The second option--driven by consumer decisions--only works, however, when those consumer have easy access to understandable and reliable information about doctor quality. It is in that vein that more and more groups are trying to share information about doctors and hospitals. We have frequently written posts on some of those new rankings, including hospital data compiled by Consumer Reports and a group known as Leapfrog.

Checking on Your Doctor
According to a new story from Seattle PI there is yet another entrant into this category--a new service that allows consumers to learn about possible problems with individual doctors. Known as “Docnosis,” the new service is being touted by its makers as a way to check up on medical professionals before undergoing procedures which can lead to serious harm when not done correctly. Obviously this sort of search isn’t much help in emergency situations--you must simply get to the closest medical facility as quickly as possible. However, it may prove quite useful for planned events, like a surgery or childbirth.
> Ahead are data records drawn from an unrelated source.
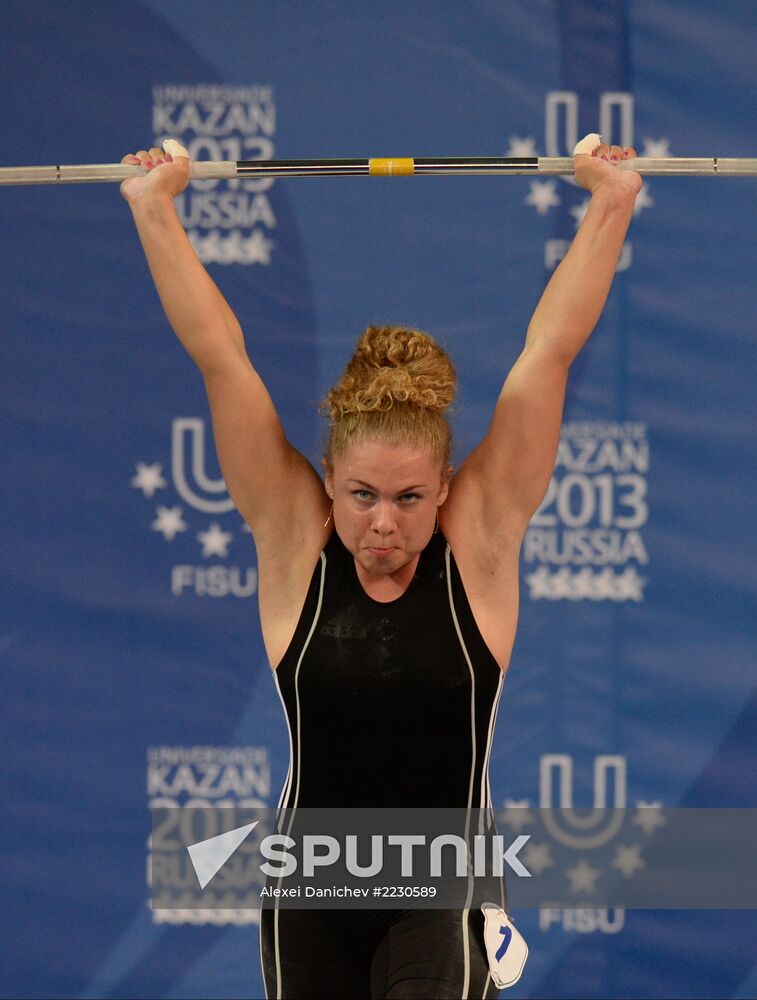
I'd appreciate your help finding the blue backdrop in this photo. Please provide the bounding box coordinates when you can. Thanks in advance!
[0,0,757,998]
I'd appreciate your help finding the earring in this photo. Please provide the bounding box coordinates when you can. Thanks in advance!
[324,493,334,528]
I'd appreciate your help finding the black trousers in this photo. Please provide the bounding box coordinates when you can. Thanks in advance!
[260,907,499,1000]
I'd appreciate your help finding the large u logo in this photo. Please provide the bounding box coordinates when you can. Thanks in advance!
[539,753,626,850]
[171,417,234,514]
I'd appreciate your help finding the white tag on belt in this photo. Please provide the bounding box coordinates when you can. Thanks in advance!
[481,903,528,990]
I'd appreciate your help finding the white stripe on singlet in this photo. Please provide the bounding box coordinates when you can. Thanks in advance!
[481,669,505,808]
[444,543,476,1000]
[270,552,326,1000]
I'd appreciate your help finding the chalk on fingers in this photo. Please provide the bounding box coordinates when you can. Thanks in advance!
[163,139,189,159]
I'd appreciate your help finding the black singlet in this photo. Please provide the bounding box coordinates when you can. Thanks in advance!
[260,533,505,1000]
[275,532,504,809]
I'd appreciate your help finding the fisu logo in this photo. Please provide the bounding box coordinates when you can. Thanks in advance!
[131,417,257,597]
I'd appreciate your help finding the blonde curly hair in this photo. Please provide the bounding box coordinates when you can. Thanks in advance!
[321,326,457,466]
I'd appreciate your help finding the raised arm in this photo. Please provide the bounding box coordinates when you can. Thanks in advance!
[450,137,641,545]
[121,148,329,556]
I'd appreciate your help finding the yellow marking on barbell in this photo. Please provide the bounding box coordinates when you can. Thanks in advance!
[368,156,415,177]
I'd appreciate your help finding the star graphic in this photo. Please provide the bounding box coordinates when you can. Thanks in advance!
[500,799,534,833]
[197,521,234,559]
[524,181,562,215]
[570,198,589,229]
[611,844,647,878]
[633,181,654,215]
[631,802,668,836]
[565,858,602,894]
[552,566,575,601]
[131,462,167,497]
[594,566,615,601]
[640,136,670,156]
[150,507,188,542]
[573,566,599,601]
[505,135,539,156]
[523,840,555,875]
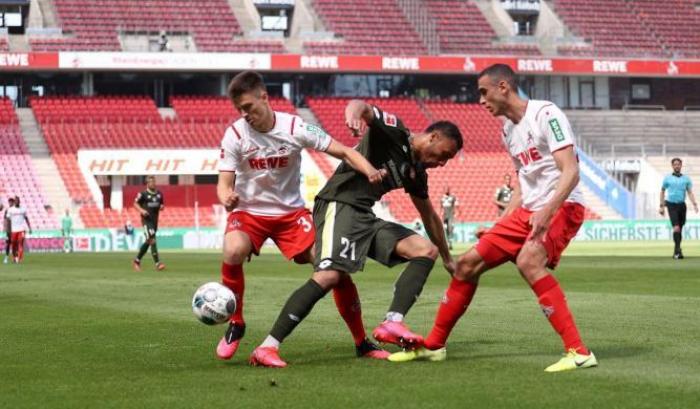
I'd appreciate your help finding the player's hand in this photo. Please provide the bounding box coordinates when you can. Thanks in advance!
[345,118,367,137]
[223,192,239,212]
[367,169,386,185]
[442,257,457,276]
[527,207,553,243]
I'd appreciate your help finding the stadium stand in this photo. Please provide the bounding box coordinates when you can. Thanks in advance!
[566,110,700,159]
[554,0,700,58]
[425,0,540,55]
[304,0,427,56]
[30,0,284,52]
[0,98,58,229]
[31,97,294,227]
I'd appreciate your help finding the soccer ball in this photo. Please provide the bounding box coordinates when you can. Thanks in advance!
[192,282,236,325]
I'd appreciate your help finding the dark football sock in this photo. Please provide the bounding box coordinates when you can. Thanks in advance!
[389,257,435,315]
[270,279,328,342]
[136,240,149,261]
[673,231,681,254]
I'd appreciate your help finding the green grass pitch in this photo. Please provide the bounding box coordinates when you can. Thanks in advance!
[0,242,700,409]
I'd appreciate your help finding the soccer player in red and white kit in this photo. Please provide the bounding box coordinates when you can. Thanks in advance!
[216,71,389,359]
[389,64,598,372]
[7,196,32,263]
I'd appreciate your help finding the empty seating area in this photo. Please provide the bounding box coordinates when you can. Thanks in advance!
[30,0,284,52]
[304,0,427,56]
[425,0,540,55]
[170,96,296,125]
[629,0,700,58]
[80,203,217,228]
[0,98,57,229]
[554,0,660,57]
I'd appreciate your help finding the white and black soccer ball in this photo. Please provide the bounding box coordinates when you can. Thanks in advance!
[192,282,236,325]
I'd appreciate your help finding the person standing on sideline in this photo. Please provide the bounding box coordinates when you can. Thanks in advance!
[61,209,73,253]
[2,197,15,264]
[133,175,165,271]
[493,173,513,216]
[659,158,698,260]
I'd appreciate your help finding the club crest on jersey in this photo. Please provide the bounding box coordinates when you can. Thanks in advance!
[382,112,397,127]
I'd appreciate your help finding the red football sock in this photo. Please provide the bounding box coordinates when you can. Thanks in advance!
[425,278,477,349]
[333,274,367,345]
[221,263,245,323]
[532,274,588,354]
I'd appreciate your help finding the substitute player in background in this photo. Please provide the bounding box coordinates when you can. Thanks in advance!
[216,71,389,359]
[659,158,698,260]
[133,175,165,271]
[2,197,15,264]
[61,209,73,253]
[250,100,463,368]
[389,64,598,372]
[440,186,458,250]
[7,196,32,263]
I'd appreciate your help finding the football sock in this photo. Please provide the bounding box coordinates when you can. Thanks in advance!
[333,274,367,345]
[389,257,435,315]
[221,263,245,323]
[270,279,327,342]
[136,240,149,261]
[673,231,682,254]
[425,278,478,349]
[532,274,589,354]
[151,241,160,264]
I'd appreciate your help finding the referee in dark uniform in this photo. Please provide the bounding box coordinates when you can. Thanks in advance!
[134,175,165,271]
[659,158,698,260]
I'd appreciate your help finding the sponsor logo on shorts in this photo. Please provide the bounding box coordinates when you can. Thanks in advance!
[549,118,564,142]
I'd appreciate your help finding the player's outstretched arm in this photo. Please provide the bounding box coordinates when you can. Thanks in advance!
[345,99,374,137]
[688,187,698,213]
[216,171,238,212]
[411,195,455,274]
[326,139,386,183]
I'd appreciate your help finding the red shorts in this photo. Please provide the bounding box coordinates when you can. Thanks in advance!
[476,202,585,268]
[226,209,316,260]
[10,231,24,243]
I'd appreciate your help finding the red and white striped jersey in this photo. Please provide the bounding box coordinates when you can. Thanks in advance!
[503,100,583,211]
[219,112,331,216]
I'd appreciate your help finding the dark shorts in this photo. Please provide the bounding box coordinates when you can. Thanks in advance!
[666,202,688,227]
[314,198,416,273]
[141,218,158,239]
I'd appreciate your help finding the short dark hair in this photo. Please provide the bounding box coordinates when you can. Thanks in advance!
[228,71,267,101]
[425,121,464,152]
[477,64,518,90]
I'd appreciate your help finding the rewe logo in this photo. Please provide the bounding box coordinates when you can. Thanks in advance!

The creators of the site point out that medical licensing rules vary from state to state. In addition, there are many cases of doctors moving to different states to practice after running into trouble for malpractice-events in a different location. All of this means that some professionals have dozens of malpractice cases against them while still practicing. This information may be important for consumers to consider when deciding what professional to handle their medical care. After all, nothing is more important than your health. If you do a bit of research before visiting an auto mechanic, beauty salon, or restaurant, the same diligence (and then some) should be applied to health care providers.

The new service can be found at this link. The press release announcing the new database discusses the mission by noting that it was “founded to empower patients to make fully-informed decisions before they undergo a procedure with an obstetrician, cardiologist, plastic surgeon, or any health-care provider.”

Essentially, those using the service can search for a potential doctor and learn about their past malpractice history. At the same time, “recommendations” will be provided by the program which identifies other doctors in the same practice area and geographic area who have not had malpractice claims against them. The service claims to not to solicit any advertisements from hospitals or healthcare providers. That is important, because consumers would obviously not want this system to be skewed by the company’s profit-motive. The company’s CFO noted, “We really wanted to keep industry money out of this equation so we could offer facts instead of anonymous opinions.”